All the stores sell gasoline and groceries. Many of them have fast service restaurants featuring, amongst others, the well-known Creole Fried Chicken. The name and concept of spicy chicken were obtained from one of their franchisees, Sonny Adams. While the chicken recipe that Mr. Adams had created was indeed, quite spicy, it was modified and adapted to be accepted in a wide variety of locations, and the resulting flavor, while still mildly spicy, was more like the flavor of Church's Fried Chicken. This was in no small part because the Creole Fried Chicken concept was developed by Brian T. Reynolds and Shane Mitchell, whose experience in this concept came from that company.
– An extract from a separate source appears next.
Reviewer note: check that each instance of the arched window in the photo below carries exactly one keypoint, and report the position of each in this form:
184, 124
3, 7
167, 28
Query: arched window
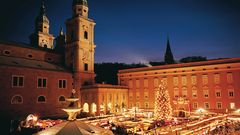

In the late 1970s and early 1980s, most of their locations were in small towns at or near the primary intersections of the communities (commonly referred to as "Main and Main"). At that time, the company was led by Howard Blair, its President, and Russell Stutzman, the Executive Vice President. Other notable members of the management team were Lee Crook, Director of Convenience Store Operations, and Shane Mitchell, Director of Food Service Operations. The company experienced rapid growth during this period, due to the talent of Mr. Blair in locating and securing exceptional properties and favorable lease terms for its franchisees. This combined with well-developed store designs and one of the most successful fast-food concepts of its time, made Jr. Food Mart one of the innovators of the convenience store industry during that time period. The current model of convenience store/fast food hybrids that include Mc Donald's, Taco Bell, and others into convenience store locations, can well be traced back to the successful implementation of Creole Fried Chicken into the Jr. Food Mart store designs.

This chain is not related to a different chain called Jr. Food Stores that operates in south central Kentucky and northern middle Tennessee.